Oh, that reminds me. Since you read this entire essay of bullets, I owe you a reward. When you register for Kscope13 (the best Oracle BI, EPM, and Hyperion conference in the world bar none), mention promo code IRC. It'll save you $100 off whatever the prevailing rate is. You can tell your friends or make them read this blog to find that out themselves.
Categories: BI & Warehousing
StarAnalytics Bought by IBM

On February 1, it was announced that Star Analytics (one of our favorite software companies in the world) is being bought by IBM (not one of our favorite software companies in the world) for an undisclosed amount. Star, founded in 2004, made two excellent products (Star Integration Server and Star Command Center) and IBM's strategy, at the moment, is to continue the two products under IBM's Business Analytics Software group.
As everyone knows, IBM has been on an acquisitions kick for the last 5 years particularly around business analytics. They own Cognos, TM/1, Clarity and a whole lot of other products... or at least they bought the companies that made those products and then stopped some of those products and continued others. Unlike Oracle that is quite good at buying companies and then immediately knowing which products they want to strategically continue, IBM can take some time to make up their mind and half the time, people internal to IBM don't know which products are being discontinued. There are still people internal to IBM that are touting Clarity's planning and consolidations products, and those have been virtually dead since IBM first bought Clarity.
It may seem odd to some that Star was bought by IBM considering that IBM owns Cognos and Star is traditionally awesome at Hyperion integration not Cognos, TM/1, and the like. What many people don't realize is that Star's products have been expanded beyond their traditional Hyperion roots over the last few years and now talk well to other products including relational databases. Star Integration Server is still found almost exclusively at Hyperion shops, and one has to believe that part of the reason IBM bought Star is to be able to easily extract data from Essbase, Planning, and HFM.Judging from IBM's announcement and FAQ on the purchase, it seems that being able to extract and control Oracle (particularly Hyperion) is the main reason they bought Star.

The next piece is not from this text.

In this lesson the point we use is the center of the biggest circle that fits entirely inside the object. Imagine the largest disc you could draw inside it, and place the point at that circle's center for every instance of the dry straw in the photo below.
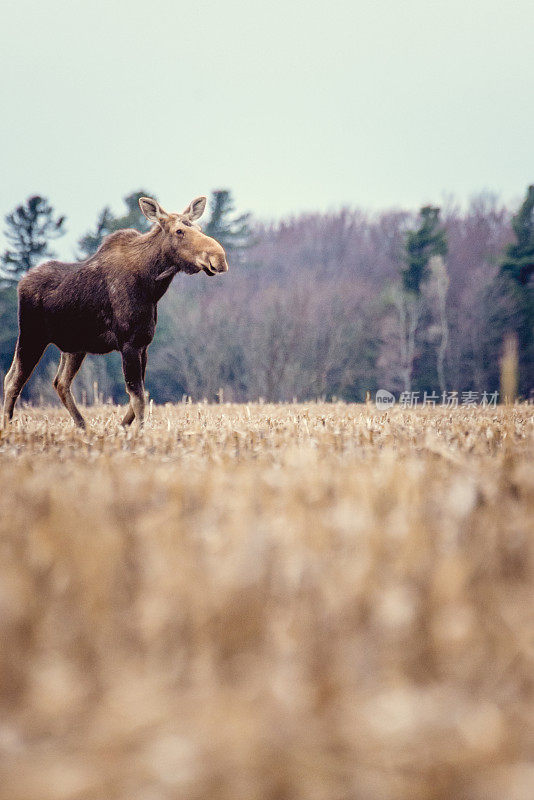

That makes it odd that Oracle didn't go ahead and buy them instead. All I can think of is that either IBM offered a better price or Oracle felt they had competing products with some of the same functionality already (I'll be getting to that in a second).
So what does that mean for you? If you bought Star's products, congratulations. They are excellent products and I would continue using them for as long as IBM continues to support them. If you're considering a purchase, I would wait until IBM decides what they're going to do. At bare minimum, IBM will probably begin to favor Cognos and TM/1 more than Hyperion and for a lot of us, Hyperion expertise was the reason we bought Star's products.
If you want to consider something else, I would suggest buying Hyperion Financial Data Quality Management or Oracle Data Integrator instead of Star Integration Server and Hyperion Financial Close Management instead of Star Command Center. They don't exactly overlap functionality-wise, but they are the closest replacements I can readily think of. Note that Star Integration Server has some very cool extraction technologies that are patented, so any product extracting data or hierarchies from Hyperion is probably going to be a lot slower, for the time being, than Star.
We will miss you, Star Analytics. It was a good 7+ year run, and the Hyperion world will always fondly remember your company, your products, and your employees (particularly your iconic leader, and my close friend, Quinlan Eddy). May your staying agreements at IBM be short.